Apr 3, 2009 | Registered CommenterGraham Rhind

In some ways Mr. Rhind is right and in some ways he is not. Only very few countries have similar rules that apply in Germany and according to the German naming laws a given name must not harm the namee, indeed.
On the other hand German naming laws have become much more liberal in the last years. One reason is that naming conventions are based less on laws and paragraphs than on separate interpretation by a judge. In December 2008 the “Bundesverfassungsgericht” pronounced the judgement that a given name does not need to be gender-specific and that no second (gender-specific) name needs to be given. The name in question was “Kiran” which is known in India as male and female given name. According to a judgement of the “Bundesgerichtshof” in April 2008 even family names are no longer prohibited as given names.
The most important thing is growing ambiguity - caused by judgements like the ones mentioned above and by migration of people and data as well. Migration of data means that databases are becoming more and more international, including records with given names from all over the world. That means that just a single given name can’t be validated without its context: In some respects it is only the context that constitutes the meaning of a given name and it needs knowledge and interpretation to draw the right conclusion.
At Human Inference (http://www.humaninference.com) we have more than 20 years of experience on this field so that we know that validation of given names is quite a tricky thing.
We are anxious for the first data sets with “Metallica Carlsson” and “Budweiser Svensson” because since 2008 names of music bands or trade marks can be used as given names. This decision was taken by the Swedish financial authorities that are responsible for registration offices in Sweden and thus for the approval of given names as well.
Michael Grigat

Apr 17, 2009 | Registered CommenterM Grigat

Metallica is already here, as the Swedish statistical bureau provides a list of frequency by gender of all given names, and Metallica is counted at 2 females on the one I got last summer.

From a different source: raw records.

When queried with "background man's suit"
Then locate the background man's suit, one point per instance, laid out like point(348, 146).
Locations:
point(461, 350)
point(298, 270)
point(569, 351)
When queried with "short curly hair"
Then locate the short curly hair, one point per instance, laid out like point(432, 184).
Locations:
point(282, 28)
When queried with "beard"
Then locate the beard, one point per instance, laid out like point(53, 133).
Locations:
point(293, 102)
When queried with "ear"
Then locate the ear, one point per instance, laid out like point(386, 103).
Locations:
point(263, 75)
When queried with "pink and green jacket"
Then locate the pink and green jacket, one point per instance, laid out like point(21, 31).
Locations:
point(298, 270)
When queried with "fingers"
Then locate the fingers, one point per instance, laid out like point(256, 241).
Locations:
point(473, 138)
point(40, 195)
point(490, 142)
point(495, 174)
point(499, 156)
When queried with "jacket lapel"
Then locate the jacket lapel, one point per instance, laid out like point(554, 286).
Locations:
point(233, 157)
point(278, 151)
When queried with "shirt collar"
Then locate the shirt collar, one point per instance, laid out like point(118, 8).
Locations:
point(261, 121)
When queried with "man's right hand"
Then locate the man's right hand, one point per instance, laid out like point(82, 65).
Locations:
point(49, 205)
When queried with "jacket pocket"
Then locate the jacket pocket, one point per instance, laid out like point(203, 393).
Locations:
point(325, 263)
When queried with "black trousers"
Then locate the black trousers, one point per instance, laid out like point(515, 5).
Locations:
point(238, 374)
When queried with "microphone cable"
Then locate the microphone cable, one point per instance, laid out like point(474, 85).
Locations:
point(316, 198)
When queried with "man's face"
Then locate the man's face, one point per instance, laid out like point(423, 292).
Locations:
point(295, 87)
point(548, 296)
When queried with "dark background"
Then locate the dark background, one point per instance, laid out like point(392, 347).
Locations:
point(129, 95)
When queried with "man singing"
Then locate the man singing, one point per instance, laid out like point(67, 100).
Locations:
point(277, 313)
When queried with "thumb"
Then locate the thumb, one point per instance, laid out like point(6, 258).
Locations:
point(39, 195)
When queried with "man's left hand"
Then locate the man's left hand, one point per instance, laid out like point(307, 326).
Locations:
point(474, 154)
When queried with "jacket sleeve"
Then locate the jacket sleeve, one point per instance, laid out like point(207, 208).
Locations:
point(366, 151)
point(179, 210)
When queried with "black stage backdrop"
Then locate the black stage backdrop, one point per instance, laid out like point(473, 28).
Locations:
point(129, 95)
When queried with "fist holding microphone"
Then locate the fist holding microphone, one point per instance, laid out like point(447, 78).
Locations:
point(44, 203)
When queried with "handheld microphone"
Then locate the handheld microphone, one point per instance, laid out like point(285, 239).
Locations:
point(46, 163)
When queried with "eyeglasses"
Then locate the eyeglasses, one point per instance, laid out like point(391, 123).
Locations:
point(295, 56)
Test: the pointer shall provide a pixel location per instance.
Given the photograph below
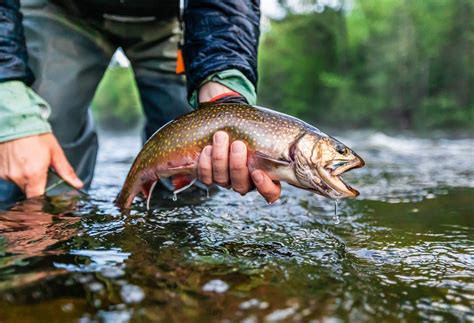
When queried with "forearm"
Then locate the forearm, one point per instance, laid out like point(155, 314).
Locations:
point(22, 112)
point(221, 36)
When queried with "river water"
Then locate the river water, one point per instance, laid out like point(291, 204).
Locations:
point(402, 251)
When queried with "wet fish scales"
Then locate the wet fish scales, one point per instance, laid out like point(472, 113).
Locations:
point(174, 149)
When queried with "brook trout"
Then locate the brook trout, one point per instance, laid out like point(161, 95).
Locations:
point(286, 148)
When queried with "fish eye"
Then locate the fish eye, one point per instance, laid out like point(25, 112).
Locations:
point(342, 150)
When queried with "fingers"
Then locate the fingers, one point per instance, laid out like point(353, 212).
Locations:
point(239, 173)
point(35, 184)
point(265, 186)
point(220, 159)
point(215, 162)
point(63, 168)
point(205, 166)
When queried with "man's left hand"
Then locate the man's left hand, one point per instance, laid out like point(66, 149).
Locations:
point(225, 163)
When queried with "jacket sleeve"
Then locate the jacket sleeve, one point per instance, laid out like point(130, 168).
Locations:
point(13, 54)
point(220, 35)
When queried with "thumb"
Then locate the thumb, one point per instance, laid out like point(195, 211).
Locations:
point(63, 168)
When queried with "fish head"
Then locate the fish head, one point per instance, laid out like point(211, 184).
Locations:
point(319, 162)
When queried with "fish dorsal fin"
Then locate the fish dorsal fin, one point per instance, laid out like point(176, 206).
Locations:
point(277, 162)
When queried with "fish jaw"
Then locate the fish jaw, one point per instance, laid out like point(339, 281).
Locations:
point(330, 174)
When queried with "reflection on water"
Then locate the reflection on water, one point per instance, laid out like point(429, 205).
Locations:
point(404, 250)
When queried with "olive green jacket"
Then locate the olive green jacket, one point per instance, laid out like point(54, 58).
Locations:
point(24, 113)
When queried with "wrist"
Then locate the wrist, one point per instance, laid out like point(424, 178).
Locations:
point(212, 90)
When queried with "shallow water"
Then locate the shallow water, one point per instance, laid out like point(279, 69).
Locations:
point(402, 251)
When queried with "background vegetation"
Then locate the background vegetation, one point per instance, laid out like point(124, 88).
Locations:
point(368, 64)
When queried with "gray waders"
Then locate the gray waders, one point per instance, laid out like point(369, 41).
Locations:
point(69, 54)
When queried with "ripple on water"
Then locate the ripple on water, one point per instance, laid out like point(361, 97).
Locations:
point(238, 258)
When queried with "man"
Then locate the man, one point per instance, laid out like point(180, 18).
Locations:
point(54, 53)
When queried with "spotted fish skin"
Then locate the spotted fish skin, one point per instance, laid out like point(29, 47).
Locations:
point(175, 148)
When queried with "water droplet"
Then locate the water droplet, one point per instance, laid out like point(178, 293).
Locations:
point(336, 214)
point(216, 286)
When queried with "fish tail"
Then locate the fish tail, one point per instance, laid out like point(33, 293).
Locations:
point(130, 189)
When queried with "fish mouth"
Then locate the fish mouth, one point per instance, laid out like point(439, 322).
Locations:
point(331, 175)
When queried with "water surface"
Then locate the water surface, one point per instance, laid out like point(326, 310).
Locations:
point(402, 251)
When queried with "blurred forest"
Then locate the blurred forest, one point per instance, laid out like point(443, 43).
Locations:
point(396, 64)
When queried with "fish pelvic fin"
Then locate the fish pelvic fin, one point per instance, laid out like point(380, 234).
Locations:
point(130, 189)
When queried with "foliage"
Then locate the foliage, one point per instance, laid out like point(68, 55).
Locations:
point(401, 64)
point(116, 104)
point(382, 64)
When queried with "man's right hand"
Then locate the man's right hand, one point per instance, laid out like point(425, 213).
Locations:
point(25, 162)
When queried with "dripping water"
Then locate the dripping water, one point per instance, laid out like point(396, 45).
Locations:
point(336, 212)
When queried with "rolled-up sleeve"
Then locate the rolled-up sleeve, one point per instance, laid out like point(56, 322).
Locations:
point(220, 35)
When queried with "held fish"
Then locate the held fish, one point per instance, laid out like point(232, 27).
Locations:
point(286, 148)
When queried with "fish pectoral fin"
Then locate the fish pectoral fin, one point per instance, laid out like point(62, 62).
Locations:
point(278, 162)
point(180, 181)
point(189, 168)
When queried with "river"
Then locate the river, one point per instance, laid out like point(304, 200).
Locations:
point(402, 251)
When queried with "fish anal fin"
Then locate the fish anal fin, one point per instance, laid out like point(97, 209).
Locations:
point(274, 161)
point(183, 168)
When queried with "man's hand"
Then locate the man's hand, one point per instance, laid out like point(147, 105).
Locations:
point(229, 169)
point(25, 162)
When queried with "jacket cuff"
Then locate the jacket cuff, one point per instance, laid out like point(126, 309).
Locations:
point(234, 80)
point(23, 113)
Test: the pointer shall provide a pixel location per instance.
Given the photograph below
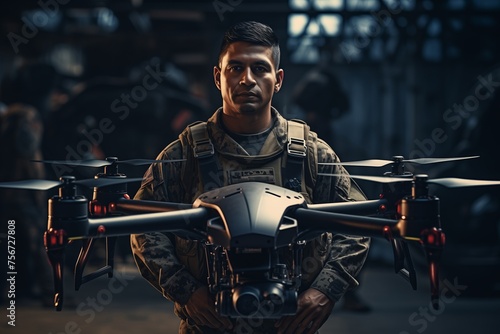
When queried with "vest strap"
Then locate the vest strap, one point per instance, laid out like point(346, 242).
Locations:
point(296, 150)
point(203, 151)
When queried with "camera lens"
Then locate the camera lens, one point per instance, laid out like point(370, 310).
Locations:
point(246, 301)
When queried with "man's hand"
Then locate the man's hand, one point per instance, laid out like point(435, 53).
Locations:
point(201, 309)
point(313, 309)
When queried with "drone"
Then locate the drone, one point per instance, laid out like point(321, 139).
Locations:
point(244, 225)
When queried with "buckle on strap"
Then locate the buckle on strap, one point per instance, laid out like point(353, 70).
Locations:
point(296, 147)
point(203, 148)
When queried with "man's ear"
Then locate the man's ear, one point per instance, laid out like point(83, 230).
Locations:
point(217, 77)
point(280, 74)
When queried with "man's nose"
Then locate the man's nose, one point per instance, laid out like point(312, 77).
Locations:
point(247, 77)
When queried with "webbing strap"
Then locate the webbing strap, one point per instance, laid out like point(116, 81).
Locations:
point(203, 150)
point(296, 150)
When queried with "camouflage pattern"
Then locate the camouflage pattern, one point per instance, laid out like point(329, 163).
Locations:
point(176, 266)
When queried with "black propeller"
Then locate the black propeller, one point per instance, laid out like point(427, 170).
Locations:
point(397, 159)
point(448, 182)
point(48, 184)
point(103, 163)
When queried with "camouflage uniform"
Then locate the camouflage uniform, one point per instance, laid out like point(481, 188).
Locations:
point(176, 266)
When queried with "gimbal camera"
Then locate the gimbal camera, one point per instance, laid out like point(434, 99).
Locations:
point(245, 227)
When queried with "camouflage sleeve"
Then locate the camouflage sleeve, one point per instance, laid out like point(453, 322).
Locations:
point(347, 253)
point(154, 253)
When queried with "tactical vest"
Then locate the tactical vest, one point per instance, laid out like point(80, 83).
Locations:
point(294, 168)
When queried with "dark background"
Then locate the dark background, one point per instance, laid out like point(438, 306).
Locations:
point(404, 78)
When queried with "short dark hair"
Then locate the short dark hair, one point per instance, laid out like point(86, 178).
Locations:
point(254, 33)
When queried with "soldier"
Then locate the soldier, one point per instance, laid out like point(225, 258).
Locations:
point(247, 134)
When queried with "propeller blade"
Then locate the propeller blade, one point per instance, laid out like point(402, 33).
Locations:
point(382, 163)
point(453, 182)
point(102, 163)
point(77, 163)
point(31, 184)
point(360, 163)
point(139, 162)
point(103, 182)
point(425, 161)
point(379, 179)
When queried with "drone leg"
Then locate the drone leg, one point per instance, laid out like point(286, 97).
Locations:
point(433, 241)
point(55, 243)
point(110, 254)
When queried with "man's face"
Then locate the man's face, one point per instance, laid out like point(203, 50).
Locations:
point(247, 79)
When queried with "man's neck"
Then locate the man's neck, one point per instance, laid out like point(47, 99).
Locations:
point(247, 123)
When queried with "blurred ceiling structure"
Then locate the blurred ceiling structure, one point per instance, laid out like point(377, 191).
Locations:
point(351, 30)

Actually the Swedes are very liberal with the citizen registration and the access to these data, which means that private entities may integrate with the citizen register and obtain a full citizen ID and other data considered very personal in most countries.

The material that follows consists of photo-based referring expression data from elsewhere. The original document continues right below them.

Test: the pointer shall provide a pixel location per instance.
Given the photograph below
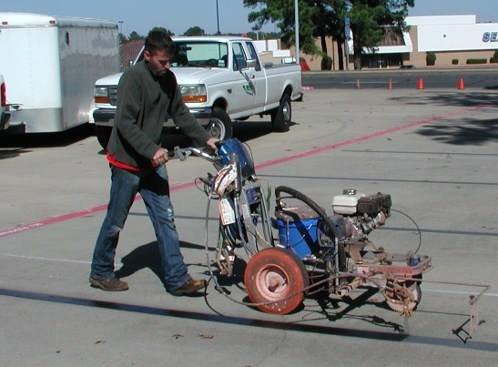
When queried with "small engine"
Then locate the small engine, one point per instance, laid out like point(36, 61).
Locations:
point(356, 214)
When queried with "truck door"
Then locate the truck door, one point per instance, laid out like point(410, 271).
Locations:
point(256, 75)
point(243, 92)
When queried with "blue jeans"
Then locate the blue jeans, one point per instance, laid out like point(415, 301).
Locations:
point(154, 189)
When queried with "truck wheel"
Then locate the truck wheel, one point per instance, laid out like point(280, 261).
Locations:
point(282, 115)
point(103, 133)
point(276, 280)
point(220, 124)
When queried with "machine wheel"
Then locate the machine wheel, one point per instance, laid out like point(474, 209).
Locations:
point(406, 299)
point(220, 124)
point(275, 275)
point(281, 117)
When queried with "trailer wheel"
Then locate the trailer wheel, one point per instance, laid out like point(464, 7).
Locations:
point(276, 279)
point(281, 117)
point(220, 124)
point(103, 133)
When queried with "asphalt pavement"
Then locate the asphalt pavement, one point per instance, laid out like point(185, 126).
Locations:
point(434, 151)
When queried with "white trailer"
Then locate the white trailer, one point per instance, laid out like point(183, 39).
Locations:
point(50, 65)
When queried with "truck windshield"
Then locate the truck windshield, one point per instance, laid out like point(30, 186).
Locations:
point(201, 54)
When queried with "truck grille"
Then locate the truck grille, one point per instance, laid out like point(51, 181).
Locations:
point(113, 95)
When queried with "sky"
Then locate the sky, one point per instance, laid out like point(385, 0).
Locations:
point(179, 15)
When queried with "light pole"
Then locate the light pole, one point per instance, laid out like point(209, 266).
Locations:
point(296, 20)
point(217, 18)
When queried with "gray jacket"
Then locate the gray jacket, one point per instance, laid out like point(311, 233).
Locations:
point(144, 103)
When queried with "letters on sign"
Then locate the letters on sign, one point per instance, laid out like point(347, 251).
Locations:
point(490, 37)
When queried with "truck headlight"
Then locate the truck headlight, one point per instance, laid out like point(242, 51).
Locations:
point(193, 93)
point(102, 95)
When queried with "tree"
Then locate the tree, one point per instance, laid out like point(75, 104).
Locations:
point(368, 19)
point(323, 18)
point(281, 12)
point(317, 18)
point(195, 31)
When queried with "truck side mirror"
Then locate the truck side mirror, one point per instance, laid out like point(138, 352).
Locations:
point(240, 62)
point(252, 63)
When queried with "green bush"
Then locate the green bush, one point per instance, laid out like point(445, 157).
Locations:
point(476, 61)
point(326, 62)
point(430, 58)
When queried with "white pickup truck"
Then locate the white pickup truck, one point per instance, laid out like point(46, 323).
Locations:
point(4, 107)
point(222, 79)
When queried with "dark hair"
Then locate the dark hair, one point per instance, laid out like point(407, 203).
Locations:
point(159, 40)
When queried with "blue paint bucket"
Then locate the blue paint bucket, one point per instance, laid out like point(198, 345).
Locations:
point(299, 236)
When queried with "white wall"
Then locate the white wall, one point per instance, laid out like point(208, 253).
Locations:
point(454, 33)
point(441, 19)
point(467, 37)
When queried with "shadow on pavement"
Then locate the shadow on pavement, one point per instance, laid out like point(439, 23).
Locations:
point(466, 132)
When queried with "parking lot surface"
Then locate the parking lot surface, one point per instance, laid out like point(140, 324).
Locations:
point(434, 151)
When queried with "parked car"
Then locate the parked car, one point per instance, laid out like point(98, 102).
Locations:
point(222, 80)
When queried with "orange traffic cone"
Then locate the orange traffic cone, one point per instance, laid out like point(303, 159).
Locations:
point(420, 83)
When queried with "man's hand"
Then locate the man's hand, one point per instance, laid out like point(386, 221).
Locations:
point(211, 142)
point(160, 157)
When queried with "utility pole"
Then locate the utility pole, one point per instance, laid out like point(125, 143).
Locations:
point(296, 20)
point(217, 18)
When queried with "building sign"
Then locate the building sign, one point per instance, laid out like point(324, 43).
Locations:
point(490, 37)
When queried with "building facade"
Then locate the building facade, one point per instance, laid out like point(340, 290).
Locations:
point(451, 41)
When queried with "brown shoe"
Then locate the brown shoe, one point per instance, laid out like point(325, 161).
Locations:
point(191, 286)
point(110, 284)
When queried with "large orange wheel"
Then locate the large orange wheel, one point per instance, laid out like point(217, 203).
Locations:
point(276, 278)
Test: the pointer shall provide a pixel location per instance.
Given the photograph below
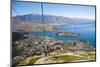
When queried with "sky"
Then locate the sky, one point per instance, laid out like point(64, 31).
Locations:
point(22, 8)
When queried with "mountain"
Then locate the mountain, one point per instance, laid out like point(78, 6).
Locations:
point(35, 22)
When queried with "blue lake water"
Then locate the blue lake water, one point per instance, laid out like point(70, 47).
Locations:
point(86, 31)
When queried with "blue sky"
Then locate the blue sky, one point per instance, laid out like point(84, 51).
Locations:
point(23, 8)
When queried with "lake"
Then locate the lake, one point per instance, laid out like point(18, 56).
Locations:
point(86, 31)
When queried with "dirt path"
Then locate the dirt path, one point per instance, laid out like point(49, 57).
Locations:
point(43, 59)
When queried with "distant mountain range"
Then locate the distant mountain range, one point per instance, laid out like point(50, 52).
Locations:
point(35, 22)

But in general this is surely about probabilities and the possibilities vary between countries. In my country being Denmark the statistical bureau also provides lists with counts of given name by gender and surnames.

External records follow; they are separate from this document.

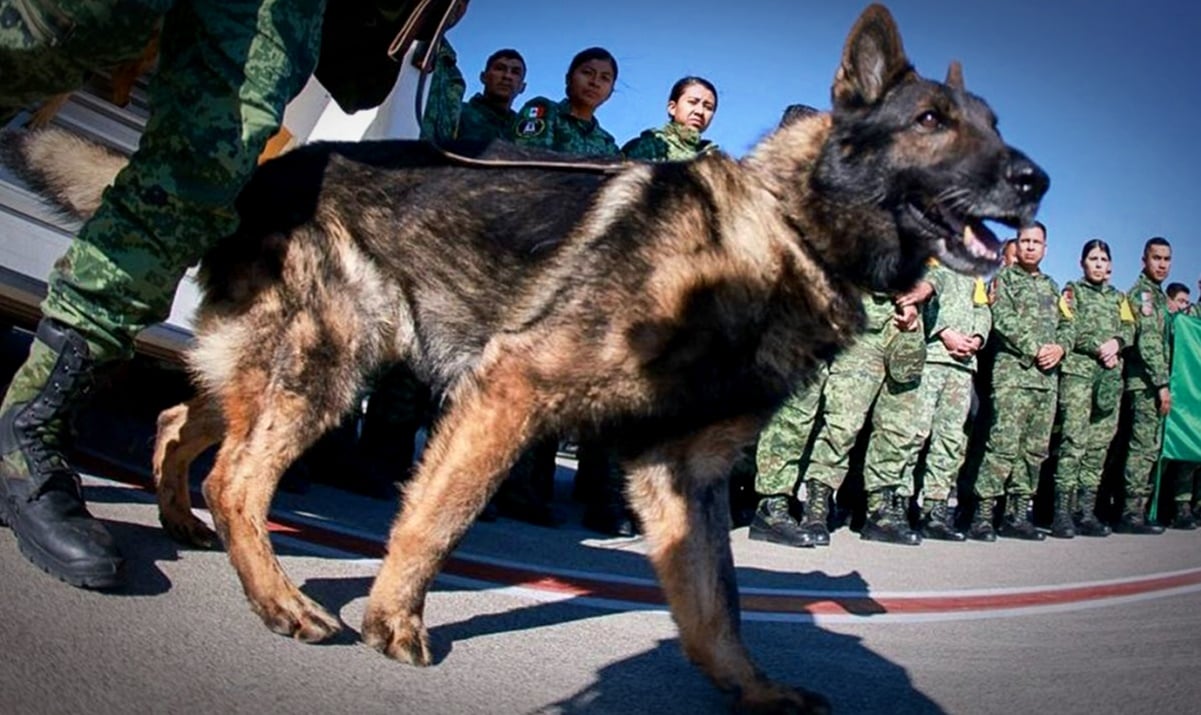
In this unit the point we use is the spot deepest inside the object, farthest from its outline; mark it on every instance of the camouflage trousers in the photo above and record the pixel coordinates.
(1086, 435)
(858, 377)
(226, 70)
(1145, 441)
(944, 399)
(782, 442)
(1019, 441)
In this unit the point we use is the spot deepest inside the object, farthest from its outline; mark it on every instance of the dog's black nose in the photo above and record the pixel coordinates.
(1027, 178)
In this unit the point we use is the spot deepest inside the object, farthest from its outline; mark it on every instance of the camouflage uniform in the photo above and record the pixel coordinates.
(883, 365)
(1026, 316)
(482, 121)
(226, 71)
(1089, 393)
(550, 125)
(443, 103)
(960, 303)
(782, 442)
(670, 142)
(1146, 373)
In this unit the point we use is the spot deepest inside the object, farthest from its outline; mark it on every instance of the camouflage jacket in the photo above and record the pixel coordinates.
(1148, 358)
(440, 120)
(960, 303)
(550, 125)
(1028, 314)
(670, 142)
(1101, 314)
(482, 121)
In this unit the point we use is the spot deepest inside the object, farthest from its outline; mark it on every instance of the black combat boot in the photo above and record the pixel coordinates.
(937, 523)
(1184, 518)
(981, 523)
(817, 512)
(1063, 526)
(772, 523)
(1087, 524)
(1134, 522)
(41, 496)
(888, 519)
(1016, 523)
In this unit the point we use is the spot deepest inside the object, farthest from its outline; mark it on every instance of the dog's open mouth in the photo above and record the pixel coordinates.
(962, 243)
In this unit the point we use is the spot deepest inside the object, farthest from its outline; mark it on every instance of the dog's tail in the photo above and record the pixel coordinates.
(64, 167)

So I know about “Henrik” that this is counted at 43.989 males, 0 females and as 1 surname. There is a pretty good probability with Danish data that I am a male using “Henrik” as my given name written as the first word in my full name.

But about “Kim” there are 30.941 males, 316 females and 115 surnames in Denmark. There is a fair probability that “Kim” is a male given name in Denmark – but the picture will be different in Anglophone countries with “Kim” as a female nickname – and different again in Korea with “Kim” as a very frequent surname written as the first word in a full name.